PHOTO FRANCOIS ROY, ARCHIVES LA PRESSE

Emmanuella Lambropoulos

« Je ne voterais pas pour le projet de loi dans son état actuel », a-t-elle tranché.

Invitée à supputer sur les conséquences que son opposition pourrait avoir au sein du caucus ou du Parti libéral du Canada, elle a répondu qu’elle disposait d’une latitude en tant que législatrice.

« Je pense que pour ce projet de loi, ils [les libéraux] savent à quel point c’est important, en particulier pour les députés qui ont pris la parole en comité », a-t-elle argué, disant que « plusieurs » collègues qu’elle n’a pas voulu nommer étaient aussi contre C-13.

En ouverture de l’entrevue, la députée Lambropoulos a offert une analyse du dossier linguistique.

« Je veux être équitable pour les deux côtés : je crois qu’il y a une peur, au Québec, de perdre leur langue. Et c’est vrai que c’est la seule province francophone dans une mer d’anglais », a-t-elle dit.

« Alors je comprends d’où vient la peur. Je ne crois pas que ce soit une raison de retirer des droits d’une minorité linguistique », a ajouté l’élue.

Elle s’est aussi désolée d’avoir fait l’objet de critiques pour les propos trompeurs qu’elle a formulés sur la loi 96, après que l’animateur lui eut demandé « pourquoi êtes-vous aussi controversée ».

« Je ne pense pas être si controversée […] On m’a accusée de mentir alors que tout ce que je faisais, c’était parler de l’expérience d’une commettante pour donner plus de force à mon intervention », a-t-elle exposé.

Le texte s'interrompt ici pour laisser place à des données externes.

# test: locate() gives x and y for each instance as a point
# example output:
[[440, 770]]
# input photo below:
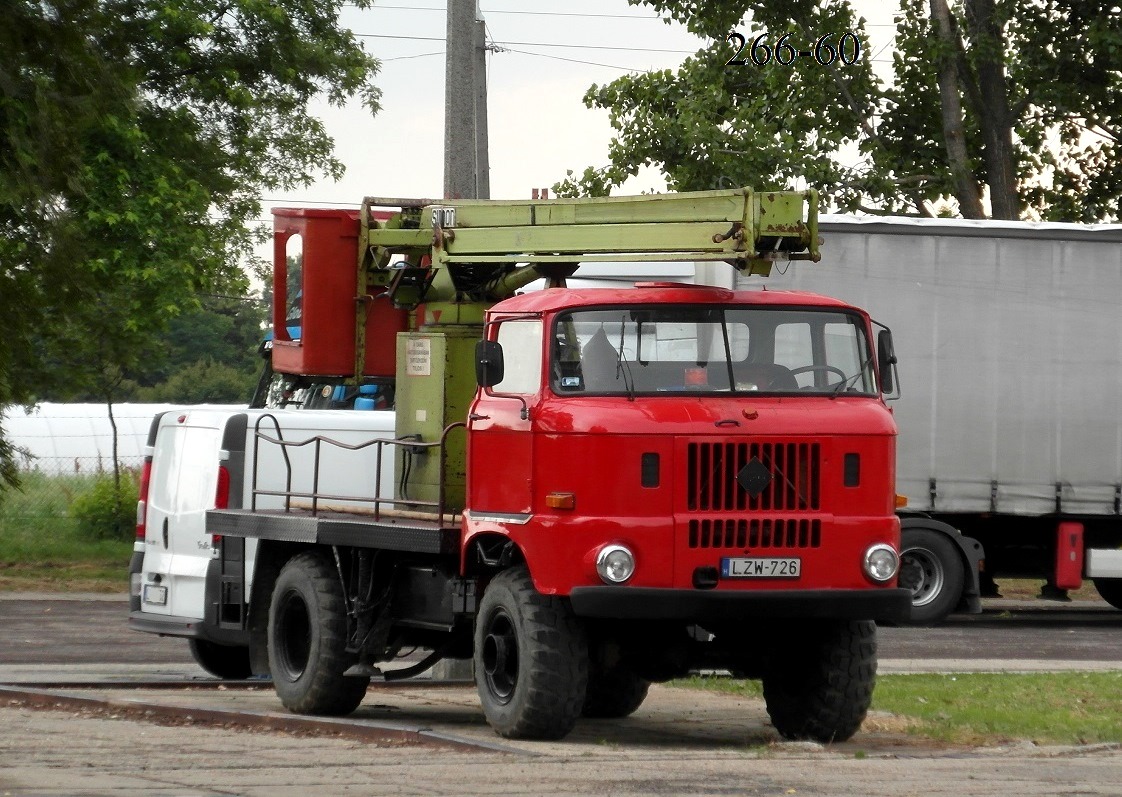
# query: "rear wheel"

Le député Anthony Housefather a confirmé mercredi qu’il serait difficile pour lui de voter en faveur de C-13 si la référence à la Charte de la langue française du Québec demeure. « Je vais aller en comité pour essayer d’améliorer ce projet de loi, mais s’il réduit les droits de ma communauté, ce serait un projet de loi difficile à soutenir », a-t-il dit en mêlée de presse avant la rencontre hebdomadaire du caucus libéral.

Sa consœur Patricia Lattanzio a été plus circonspecte, bien qu’elle n’ait jamais caché son opposition à la loi 96 au Québec. « On est présentement sous étude au comité comme vous le savez bien, donc rien n’est finalisé. On attendra le produit final. »

Division libérale

La question de la réforme de la Loi sur les langues officielles divise les libéraux. Récemment, l’ex-ministre Marc Garneau et le député Anthony Housefather ont tenté de faire retirer toute référence à la Charte de la langue française du projet de loi C-13, laquelle a été ajoutée par le comité des langues officielles à la suite d’une démarche du Bloc québécois.

Cette reconnaissance de la loi 96, qui fait du français la seule langue officielle et commune au Québec, cautionnerait le recours à la disposition de dérogation, selon eux.

En tentant de défendre sa position sur Twitter mercredi, M. Garneau a écrit que même si un Anglo-Québécois « vit dans un pays anglophone, il vit au Québec » et donc « fait partie d’une minorité ». Il a corrigé son erreur trois heures plus tard sur le même réseau social. « J’aurais du [sic] dire « un pays avec une majorité d’anglophones », mais j’ai manqué de lettres. Une erreur de ma part. »

Dans une lettre ouverte publiée sur son site internet et dont La Presse a obtenu une copie, il s’oppose à ce qu’une loi provinciale ait préséance sur une loi fédérale.

« Les Anglo-Montréalais présents au sein du caucus libéral semblent avoir de sérieux problèmes avec la démocratie, a réagi le chef bloquiste, Yves-François Blanchet. Le Bloc procède à l’intérieur des institutions telles qu’on les connaît. »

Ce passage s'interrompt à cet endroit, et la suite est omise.